Does Treatment of Gingivitis During Pregnancy Improve Pregnancy Outcomes? A Systematic Review and Meta-Analysis

Quynh-Anh Le a, Guy D Eslick b, Kimberly Mathieu Coulton c, Rahena Akhter d, George Condous e, Jörg Eberhard f, Ralph Nanan g
PMCID: PMC11641198  PMID: 34673848

Abstract

Purpose:

This study aimed to investigate whether treatment of gingivitis in pregnant women affects pregnancy outcomes.

Materials and Methods:

This was a systematic review and meta-analysis of clinical trials using PRISMA guidelines to appraise the treatment of gingivitis on pregnancy outcomes, including preterm birth (less than 37 weeks), low birth weight (less than 2,500 g), gestational age and birth weight. Pooled odds ratios (OR), mean difference, and 95% confidence intervals (CI) were calculated using the random effect model. A search was conducted in databases including Medline, Pubmed, Web of Science, Google Scholar and Embase without restrictions regarding language or date of publication.

Results:

Three clinical trials comprising 1,031 participants were included in this review. Treatment of gingivitis during pregnancy was associated with a decreased risk of preterm birth (OR = 0.44, 95% CI [0.20–0.98], P = 0.045) and higher birth weight (weighted mean difference (WMD) = 105.36 g, 95% CI [36.72–174.01], P = 0.003). Gestational age at birth in the treatment group (WMD = 0.31 weeks, 95% CI [–0.02–0.64], P = 0.64) as well as likelihood of low birth weight (OR = 0.92, 95% CI [0.38–2.21], P = 0.851) did not reach statistical significance.

Conclusion:

The results of this meta-analysis indicate that treatment of gingivitis in pregnancy may improve pregnancy outcomes including increased infants birth weight and reduced preterm births. Future trials are warranted to validate the true effect size of gingivitis treatment on pregnancy outcomes.

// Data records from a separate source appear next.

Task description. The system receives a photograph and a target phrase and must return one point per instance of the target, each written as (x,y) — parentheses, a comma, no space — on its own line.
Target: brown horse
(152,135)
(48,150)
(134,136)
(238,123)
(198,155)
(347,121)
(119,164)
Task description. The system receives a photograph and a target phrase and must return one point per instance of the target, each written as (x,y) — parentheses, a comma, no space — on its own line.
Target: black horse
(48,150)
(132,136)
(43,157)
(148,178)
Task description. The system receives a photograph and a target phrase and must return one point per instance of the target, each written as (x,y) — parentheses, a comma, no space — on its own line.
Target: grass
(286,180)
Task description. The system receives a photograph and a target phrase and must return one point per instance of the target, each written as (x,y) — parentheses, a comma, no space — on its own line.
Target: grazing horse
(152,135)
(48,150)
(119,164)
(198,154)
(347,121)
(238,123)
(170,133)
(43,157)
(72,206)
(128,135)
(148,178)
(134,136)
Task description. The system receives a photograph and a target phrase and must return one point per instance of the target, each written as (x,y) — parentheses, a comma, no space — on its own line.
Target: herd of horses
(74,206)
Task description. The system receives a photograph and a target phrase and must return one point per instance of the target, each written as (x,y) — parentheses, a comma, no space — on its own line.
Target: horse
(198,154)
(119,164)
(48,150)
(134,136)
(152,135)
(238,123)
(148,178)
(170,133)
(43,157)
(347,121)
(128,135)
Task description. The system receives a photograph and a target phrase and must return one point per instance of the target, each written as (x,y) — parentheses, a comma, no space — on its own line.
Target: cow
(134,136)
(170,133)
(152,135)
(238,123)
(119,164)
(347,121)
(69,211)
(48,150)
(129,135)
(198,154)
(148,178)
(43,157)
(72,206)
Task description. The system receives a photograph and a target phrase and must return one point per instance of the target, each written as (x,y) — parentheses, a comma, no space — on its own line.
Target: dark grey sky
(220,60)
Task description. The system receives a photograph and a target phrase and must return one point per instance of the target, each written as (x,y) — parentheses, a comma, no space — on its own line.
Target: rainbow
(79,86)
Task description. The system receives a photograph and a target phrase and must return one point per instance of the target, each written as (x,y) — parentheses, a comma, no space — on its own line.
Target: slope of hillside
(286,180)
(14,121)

Key words: birth weight, gingivitis, gingivitis treatment, preterm, randomised controlled trials


Recent epidemiological data report that more than 20 million infants worldwide (15.5% of all deliveries) are born with low birth weight and almost 11% of all live births are born premature.13, 34 Since low birth weight and prematurity are associated with high rates of neonatal mortality and morbidity, and the aetiology of both adverse pregnancy outcomes are complex, it is essential to manage known risk factors.7 Specifically, inflammatory response(s) during pregnancy have been associated with adverse gestational outcomes.12

Potential sources for maternal inflammation are periodontal diseases. Periodontal diseases result from infections of tooth supporting structures in response to bacterial accumulation.11 According to the severity of the disease, it could manifest as a reversible condition, such as gingivitis, or an irreversible form as periodontitis.8, 11 While periodontitis has been explored and shown to be associated with poor pregnancy outcomes, researchers have attempted to find out whether inflammation of the gingiva (gingivitis) which is curable and preventable could be related to adverse pregnancy outcomes.18, 23, 25 The systemic effects of gingivitis include but are not limited to bacteraemia and systemic dissemination of inflammatory mediators such as IL-1, IL-6 and TNF-α.31 During pregnancy, plaque-induced gingival inflammation is common and worsens by pregnancy-associated hormones.6, 21, 35 Despite this, treatment of gingivitis during pregnancy is often neglected by clinicians, as it is known that three months postpartum, gingival index significantly improves.32

Since gram-negative bacterium Fusobacterium nucleatum, which is commonly found in gingivitis, has been recognised as one of the most frequently isolated species from amniotic fluid cultures obtained from pregnant women with premature labour and intact placental membranes, suggesting a potential association between pregnancy-associated gingivitis and adverse pregnancy outcomes.3, 17, 24, 29 In conjunction with the high prevalence of gingivitis in pregnant women ranging between 60% to 75%, the prevention of gingivitis in pregnant women during pregnancy would provide enormous health benefits.14 Likewise, treatment of gingivitis is uncomplicated and accessible, which makes it more convenient for pregnant women to seek care if needed.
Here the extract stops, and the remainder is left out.